The transcriptional atlas of co-targeted PIM/PI3K/mTOR ex-vivo patient-derived prostate cancer as revealed by spatial transcriptomics

PIM 1 and PI3K/mTOR pathways are frequently dysregulated in prostate cancer and may lead to decreased survival invasion and metastasis. Moreover, anti-tumour drug resistance has been associated with the interconnection of these pathways. Furthermore, current treatments exhibit issues with toxicity. Hence, these pathways were co-targeted with novel preclinical multikinase PIM/PI3K/mTOR inhibitor- AUM302, PI3K/mTOR inhibitor BEZ235 (Dactolisib) and PIM inhibitor, AZD-1208 in our laboratory using a cohort of cancer explants emanating from our PEOPLE: PatiEnt prOstate samPLes for rEsea ch study and our current SCREEN study. This cohort has a high Gleason grade score of ≥ 8. Therefore, this study aims to assess the effect of the combination therapy on the transcriptional landscape of ex vivo prostate cancer models derived from prostate cancer patients. Using the Nanostring GeoMX DSP technology, we aim to analyse the spatial transcriptomic profile of the co-targeted therapy treated ex vivo models to decipher the effects of heterogeneity on the co-targeted therapies' efficacy. Tissue microarrays of co-targeted treated twenty-five ex vivo 3mm cores derived from 4 patients will be analysed. Following RNA Scope analysis, morphology markers, including PAN CK positive and PAN CK negative, will be used to guide the selection of 270 regions of interest (ROI). ROI will be segmented and profiled using immunofluorescence.
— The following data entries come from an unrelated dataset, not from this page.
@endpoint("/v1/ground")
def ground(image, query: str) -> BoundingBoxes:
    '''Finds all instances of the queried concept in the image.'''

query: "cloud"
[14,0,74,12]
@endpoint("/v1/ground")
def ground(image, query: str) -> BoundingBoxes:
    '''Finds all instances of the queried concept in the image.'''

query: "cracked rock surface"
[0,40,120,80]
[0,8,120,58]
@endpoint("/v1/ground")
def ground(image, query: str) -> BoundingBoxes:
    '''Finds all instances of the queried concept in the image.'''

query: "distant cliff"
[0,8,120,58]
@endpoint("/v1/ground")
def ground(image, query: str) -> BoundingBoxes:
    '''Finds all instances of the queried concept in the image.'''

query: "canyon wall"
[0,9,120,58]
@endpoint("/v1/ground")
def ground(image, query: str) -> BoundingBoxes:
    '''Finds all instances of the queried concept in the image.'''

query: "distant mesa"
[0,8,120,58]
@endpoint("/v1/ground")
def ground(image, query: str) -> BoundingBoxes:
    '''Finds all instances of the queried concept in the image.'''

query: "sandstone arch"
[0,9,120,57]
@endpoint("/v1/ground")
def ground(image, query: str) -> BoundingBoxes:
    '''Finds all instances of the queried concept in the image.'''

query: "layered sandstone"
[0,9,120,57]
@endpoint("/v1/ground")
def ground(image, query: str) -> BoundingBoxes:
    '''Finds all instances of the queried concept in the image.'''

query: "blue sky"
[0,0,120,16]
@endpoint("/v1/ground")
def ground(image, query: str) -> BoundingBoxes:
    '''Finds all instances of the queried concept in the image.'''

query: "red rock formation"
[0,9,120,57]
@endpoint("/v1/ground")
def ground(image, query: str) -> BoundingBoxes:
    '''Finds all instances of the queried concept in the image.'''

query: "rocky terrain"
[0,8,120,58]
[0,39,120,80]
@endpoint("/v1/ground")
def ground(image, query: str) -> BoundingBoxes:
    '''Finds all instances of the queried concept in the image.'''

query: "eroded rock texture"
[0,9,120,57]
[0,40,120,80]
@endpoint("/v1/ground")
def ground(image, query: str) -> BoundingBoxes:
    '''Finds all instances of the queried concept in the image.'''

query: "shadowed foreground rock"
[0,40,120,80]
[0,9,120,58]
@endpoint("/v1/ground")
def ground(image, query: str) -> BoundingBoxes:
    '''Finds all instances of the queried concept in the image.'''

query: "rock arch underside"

The morphological markers will define these segments into areas of illumination (AOIs) using a combination of the absence or presence of CD45 and pSTAT3. The AOIs will generate multiple expression profiles for the related ROI. We intend to use this flexible, high-dimensional spatial profiling to identify the spatial transcriptomic signatures and explore phosphorylation sites in cancer-targeted therapies. The spatial transcriptomics analysis of this study is in view. Our findings will contribute to understanding how the spatial landscape of the tumour microenvironment enhances the efficacy of anti-tumour drugs and what subset of patients are more likely to benefit from such therapy.